Segregasi sosial secara sederhana bisa dimaknai sebagai proses dimana penduduk mengalami pengkotak-kotakan. Masyarakat yang mengalami segregasi akan membentuk kelompok-kelompok kecil sesuai karakteristiknya. Misal, di suatu kota, warga yang berkulit hitam, rumahnya berdekatan satu sama lain sehingga membentuk kelompok. Warga kulit kuning membentuk kelompok lain. Pemukiman warga kulit putih juga bergerombol sendiri. Contoh tersebut adalah bentuk segregasi sosial yang dilihat dari tempat tinggalnya berdasarkan ras atau warna kulit. Segregasi adalah suatu proses kumulatif dimana ada titik mulainya. Proses perubahan yang sejak awal barang kali tidak disadari, hingga muncul pemukiman yang tersegregasi adalah contoh dinamika sosial.

  • Polarisasi kelompok sosial masyarakat

Polarisasi bisa dideskripsikan sebagai proses terpecah-belahnya unit masyarakat menjadi kelompok-kelompok yang lebih kecil. Jika dibayangkan memang hampir mirip dengan segregasi sosial. Bedanya, polarisasi merupakan pola pembagian kelompok yang secara kontras berhadapan satu sama lain. Misalnya, warga kota yang kaya membentuk kelompok sendiri. Warga miskin kota juga membentuk kelompok sendiri. Akibatnya terlihat kontras antara warga kaya dan miskin di satu kota. Kamu bisa bayangkan penduduk Jakarta antara mereka yang tinggal di kawasan elit dengan di bantaran kali. Terlihat polarisasi tempat tinggal antara orang kaya dan orang miskin.

Baca juga Kelompok Sosial: Pengertian dan Contohnya



Dari ketiga contoh di atas, kita bisa identifikasi beberapa kriteria tertentu yang menyebabkan perubahan sosial layak disebut sebagai dinamika sosial. Ditarik dari contoh di atas saya uraikan beberapa aspek dinamika sosial.

Aspek dinamika sosial

♣ Terjadi di dalam sistem sosial. Sistem tersebut dapat terdiri dari entitas yang mirip. Sebagai contoh, anggota keluarga yang mengalami perubahan, sehingga mempengaruhi hubungan sosial dalam keluarga. Penduduk suatu negara yang dikelompokkan berdasarkan gender, umur, pendapatan, dan sebagainya berada dalam sistem dengan entitas mirip.

♣ Memiliki pola reguler. Dinamika, sebagaimana yang telah dijelaskan di awal merupakan perubahan yang terjadi secara reguler di masyarakat. Sebagai contoh, tingkat pertambahan jumlah penduduk yang terjadi di ibu kota, dapat diukur tiap tahun dan dapat pula diprediksi beberapa tahun kedepannya bila tak ada kebijakan untuk menekan atau mengurangi.
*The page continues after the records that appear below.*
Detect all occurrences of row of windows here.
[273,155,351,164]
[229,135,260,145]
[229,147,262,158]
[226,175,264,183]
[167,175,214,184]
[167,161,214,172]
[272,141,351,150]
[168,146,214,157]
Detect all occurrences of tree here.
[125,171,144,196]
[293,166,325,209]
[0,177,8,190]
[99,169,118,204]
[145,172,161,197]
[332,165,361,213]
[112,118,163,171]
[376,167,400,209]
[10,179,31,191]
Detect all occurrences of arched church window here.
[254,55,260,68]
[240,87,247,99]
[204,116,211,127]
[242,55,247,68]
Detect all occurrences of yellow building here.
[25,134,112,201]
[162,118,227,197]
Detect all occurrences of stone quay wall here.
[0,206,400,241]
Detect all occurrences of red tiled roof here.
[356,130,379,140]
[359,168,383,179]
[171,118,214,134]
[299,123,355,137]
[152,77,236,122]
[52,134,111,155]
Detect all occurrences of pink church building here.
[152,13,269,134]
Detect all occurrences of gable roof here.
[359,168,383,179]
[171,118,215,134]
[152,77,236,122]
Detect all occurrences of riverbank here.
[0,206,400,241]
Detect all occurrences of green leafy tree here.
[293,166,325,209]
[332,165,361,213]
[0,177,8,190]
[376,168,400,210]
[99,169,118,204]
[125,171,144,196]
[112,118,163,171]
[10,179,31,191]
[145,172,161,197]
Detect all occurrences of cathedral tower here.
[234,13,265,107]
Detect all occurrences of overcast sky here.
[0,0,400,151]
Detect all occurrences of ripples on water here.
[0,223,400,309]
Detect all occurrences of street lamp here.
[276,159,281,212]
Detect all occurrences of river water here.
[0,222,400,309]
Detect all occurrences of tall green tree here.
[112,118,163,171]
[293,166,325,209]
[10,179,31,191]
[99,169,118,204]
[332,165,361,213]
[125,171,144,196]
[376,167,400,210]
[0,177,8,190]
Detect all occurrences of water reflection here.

♣ Memiliki tingkat prediktabilitas. Dinamika sosial dianalisis dengan menggunakan rumus yang bisa membaca tren ke depan. Tren ke depan selalu dalam bentuk probabilitas. Rekayasa sosial biasanya melibatkan data dari studi-studi yang sifatnya prediktif.

♣ Pola regularitas berhubungan dengan tingkat keseimbangan. Perubahan yang terjadi secara reguler biasanya dicarikat titik temu keseimbangannya. Sebagai contoh, bagaimana kebijakan migrasi bisa menambal defisit jumlah penduduk suatu negara agar ekonominya tidak collapse.

♣ Terdapat penekanan pada proses terjadinya perubahan. Penekanan pada proses perubahan meliputi langkah demi langkah terjadinya perubahan sosial. Aspek ini memperhatikan secara detail sebab-akibat perubahan muncul dari skala yang kecil sampai yang besar.



Baca juga Sistem Sosial: Pengertian dan Contohnya

Beberapa aspek di atas bisa kita rangkum menjadi lima poin: sistem, regularitas, prediktabilitas keseimbangan dan proses. Kelima poin itu dapat digunakan untuk membantu mendefinsikan apa itu dinamika sosial dan apa perbedaannya dengan perubahan sosial.